Personal information
- Born: 27 September 1993 (age 32) Melrose, Scotland
- Height: 1.67 m (5 ft 6 in)

Sport
- Sport: Field hockey
- Position: Midfielder or Forward
- Club: Hampstead & Westminster

National team
- Years: Team / Caps / Goals
- 2012–: Scotland / 118 / (7)
- 2015–: Great Britain / 101 / (7)

Medal record
Representing Great Britain
Olympic Games
| Bronze medal – third place | 2020 Tokyo | Team |

= Sarah Robertson (field hockey) =

Scottish field hockey player

Sarah Robertson (born 27 September 1993) is a Scottish field hockey player from Selkirk who plays as a midfielder or forward for Hampstead & Westminster and the Scotland and Great Britain national teams.

==Club career==
She plays club hockey in the Women's England Hockey League Premier Division for Hampstead & Westminster.

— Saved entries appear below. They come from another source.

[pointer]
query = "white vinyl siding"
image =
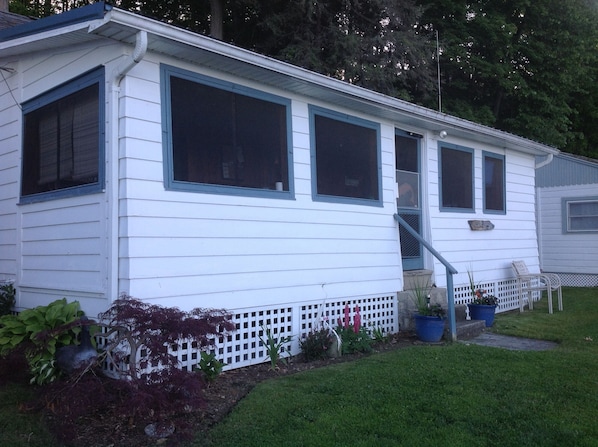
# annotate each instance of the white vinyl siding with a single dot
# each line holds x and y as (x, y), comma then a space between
(487, 253)
(60, 246)
(194, 249)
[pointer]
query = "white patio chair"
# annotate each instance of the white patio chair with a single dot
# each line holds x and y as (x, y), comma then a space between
(529, 282)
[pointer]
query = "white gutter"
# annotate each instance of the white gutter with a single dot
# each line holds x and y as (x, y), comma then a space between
(544, 162)
(113, 158)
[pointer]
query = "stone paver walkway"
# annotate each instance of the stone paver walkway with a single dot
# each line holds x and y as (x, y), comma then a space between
(513, 343)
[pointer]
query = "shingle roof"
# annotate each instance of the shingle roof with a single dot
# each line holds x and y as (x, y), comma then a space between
(8, 19)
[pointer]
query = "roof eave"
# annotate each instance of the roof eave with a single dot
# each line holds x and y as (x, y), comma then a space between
(122, 26)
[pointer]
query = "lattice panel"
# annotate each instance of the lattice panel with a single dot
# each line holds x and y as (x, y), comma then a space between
(243, 347)
(376, 312)
(578, 280)
(506, 291)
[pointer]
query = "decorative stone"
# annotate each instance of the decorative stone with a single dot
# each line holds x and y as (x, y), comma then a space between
(163, 430)
(480, 225)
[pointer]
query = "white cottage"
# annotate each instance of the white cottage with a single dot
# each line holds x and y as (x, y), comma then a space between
(144, 159)
(567, 204)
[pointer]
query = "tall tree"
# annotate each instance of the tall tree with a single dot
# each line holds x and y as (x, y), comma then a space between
(516, 64)
(371, 43)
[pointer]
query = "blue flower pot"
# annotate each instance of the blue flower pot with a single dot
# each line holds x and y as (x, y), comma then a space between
(429, 329)
(482, 312)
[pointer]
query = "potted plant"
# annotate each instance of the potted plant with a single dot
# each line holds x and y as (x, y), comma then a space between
(483, 305)
(429, 318)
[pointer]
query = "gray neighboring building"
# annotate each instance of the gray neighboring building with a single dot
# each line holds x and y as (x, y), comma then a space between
(567, 210)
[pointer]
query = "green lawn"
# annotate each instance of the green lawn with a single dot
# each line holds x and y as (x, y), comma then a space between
(456, 395)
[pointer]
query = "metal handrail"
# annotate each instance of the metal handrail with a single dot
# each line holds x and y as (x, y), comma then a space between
(450, 271)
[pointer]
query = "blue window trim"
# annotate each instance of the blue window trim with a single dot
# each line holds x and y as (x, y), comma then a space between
(166, 71)
(485, 155)
(96, 76)
(463, 149)
(343, 117)
(565, 213)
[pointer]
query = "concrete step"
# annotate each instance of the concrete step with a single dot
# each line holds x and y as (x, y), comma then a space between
(467, 329)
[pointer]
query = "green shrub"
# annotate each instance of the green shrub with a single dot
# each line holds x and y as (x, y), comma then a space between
(316, 345)
(210, 366)
(7, 298)
(359, 341)
(40, 331)
(274, 347)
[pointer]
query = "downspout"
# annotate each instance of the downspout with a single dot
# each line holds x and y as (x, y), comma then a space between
(544, 162)
(539, 165)
(113, 177)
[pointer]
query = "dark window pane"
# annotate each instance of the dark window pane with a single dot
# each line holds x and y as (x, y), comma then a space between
(407, 153)
(225, 138)
(346, 159)
(494, 184)
(456, 173)
(61, 143)
(583, 216)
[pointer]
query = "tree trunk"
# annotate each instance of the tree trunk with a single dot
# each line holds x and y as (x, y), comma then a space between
(216, 18)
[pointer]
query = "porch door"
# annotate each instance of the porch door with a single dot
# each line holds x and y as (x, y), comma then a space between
(407, 153)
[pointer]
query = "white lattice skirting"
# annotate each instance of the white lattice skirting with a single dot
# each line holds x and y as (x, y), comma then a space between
(244, 348)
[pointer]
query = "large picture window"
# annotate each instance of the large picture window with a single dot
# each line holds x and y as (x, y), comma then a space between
(63, 139)
(224, 138)
(494, 183)
(580, 215)
(456, 178)
(345, 157)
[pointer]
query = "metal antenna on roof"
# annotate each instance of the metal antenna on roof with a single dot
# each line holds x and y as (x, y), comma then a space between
(438, 68)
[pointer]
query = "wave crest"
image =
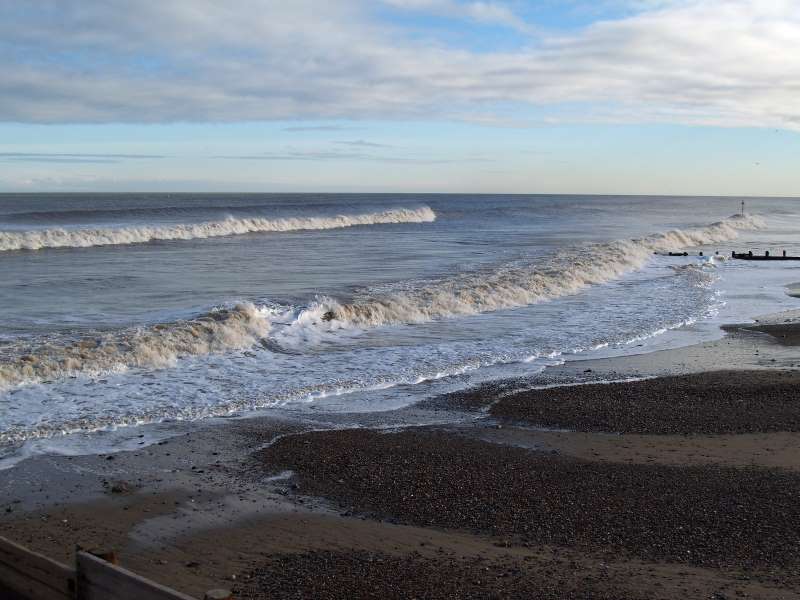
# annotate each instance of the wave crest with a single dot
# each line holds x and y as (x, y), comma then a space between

Robertson has also played club hockey for Edinburgh University Women's Hockey Club, KHC Dragons in Belgium and Holcombe, and started her career with Selkirk High School and the Fjordhus Reivers club in the Scottish Borders.

She also played rugby and football in boys' teams in her home town of Selkirk, and went on to play for Hibernian Ladies FC through her teens, and win Scotland age-grade caps, before switching her full attentions to hockey.

==International career==
She made her senior international debut for Scotland in 2012 and for Great Britain in 2015.

She made her pro league debut in 2019 where she played all but two of the matches across the tournament and scored her first goal in a GB shirt.
Robertson made her Olympic debut in Tokyo as the squad took part in the delayed Games. She competed in every game and won her first Olympic medal as the team secured bronze after beating India 4-3, with Robertson scoring the stunning second goal.
The next year she returned to pro league action before being a key member of the team that secured Great Britain’s place at the Paris 2024 Olympic Games. The team won bronze at the Olympic qualifiers in Seville.

She played in her second Olympic Games in Paris in the summer of 2024 and announced her GB retirement on 21 November 2024.

She also represented Scotland at the 2014 Commonwealth Games and 2018 Commonwealth Games, and plans to continue to play for her club and Scotland in 2025.